This invention relates to a zener diode for use as a discrete device and as a component in an integrated circuit. Adaptations for both bipolar transistor type and insulated gate field effect transistor (IGFET) type integrated circuits are disclosed. This invention also relates to a method of making such discrete and integrated circuit configurations.
More specifically, this invention relates to a zener diode having a very accurately predictable breakdown voltage, which can be consistently produced under commercial production conditions. It also relates to a unique device configuration which, when incorporated in an integrated circuit, shares an electrode in common with a bipolar transistor or an IGFET.
A zener diode is a solid state device having two contiguous regions of opposite conductivity type and a PN junction at the interface of the two regions. Typically one of the regions is more lightly doped than the other, and is the region chiefly affecting breakdown voltage of the PN junction. Small variations in the doping level in this latter region can produce undesirably large variations in breakdown voltage of the PN junction. Commercial diffusion practices simply are not controllable enough to avoid such small variations from one diffusion run to another. Moreover, such variations are frequently found among slices in the same diffusion run, and even across the face of a given slice. Analogously, uniformity in such lighter doping is difficult to obtain when growing monocrystalline bodies and forming epitaxial layers. This results in lower yields of zener diodes having the breakdown voltage desired. Lower yields of a device having the intended characteristics will ordinarily increase the manufacturing cost of that device.
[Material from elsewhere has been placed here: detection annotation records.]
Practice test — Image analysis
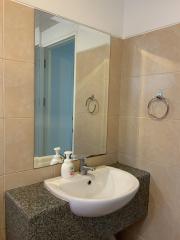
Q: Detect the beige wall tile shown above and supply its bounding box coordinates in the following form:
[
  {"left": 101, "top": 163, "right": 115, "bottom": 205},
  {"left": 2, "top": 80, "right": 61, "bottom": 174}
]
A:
[
  {"left": 108, "top": 37, "right": 122, "bottom": 115},
  {"left": 5, "top": 118, "right": 34, "bottom": 174},
  {"left": 4, "top": 0, "right": 34, "bottom": 62},
  {"left": 119, "top": 117, "right": 139, "bottom": 157},
  {"left": 5, "top": 167, "right": 54, "bottom": 191},
  {"left": 0, "top": 60, "right": 4, "bottom": 118},
  {"left": 0, "top": 119, "right": 4, "bottom": 175},
  {"left": 4, "top": 60, "right": 34, "bottom": 117},
  {"left": 107, "top": 116, "right": 119, "bottom": 153},
  {"left": 138, "top": 119, "right": 180, "bottom": 166},
  {"left": 123, "top": 24, "right": 180, "bottom": 76},
  {"left": 120, "top": 74, "right": 142, "bottom": 117},
  {"left": 0, "top": 0, "right": 3, "bottom": 58}
]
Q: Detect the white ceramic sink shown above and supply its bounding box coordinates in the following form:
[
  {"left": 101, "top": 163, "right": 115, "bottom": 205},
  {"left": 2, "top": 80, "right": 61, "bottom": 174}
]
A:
[{"left": 44, "top": 166, "right": 139, "bottom": 217}]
In addition, the lower yields may even make it economically impractical to incorporate that device in an integrated circuit.
I have discovered a new zener diode that is unaffected by small variations in original or diffusion doping but which is readily produced with currently available commercial production techniques. Accurately predetermined breakdown voltages can thus be consistently obtained under commercial production conditions. Moreover, my zener diodes can be readily incorporated in both bipolar transistor and IGFET integrated circuits. Thus, integrated circuits can be readily made that include zener diodes with accurately predetermined breakdown voltages. My zener diode can share an electrode and even a region in common with a transistor receiving its overvoltage protection. Such use of my zener diode is an integrated circuit reduces the number of electrode connections, as well as the integrated circuit area otherwise needed. This, of course, increases reliability and reduces cost.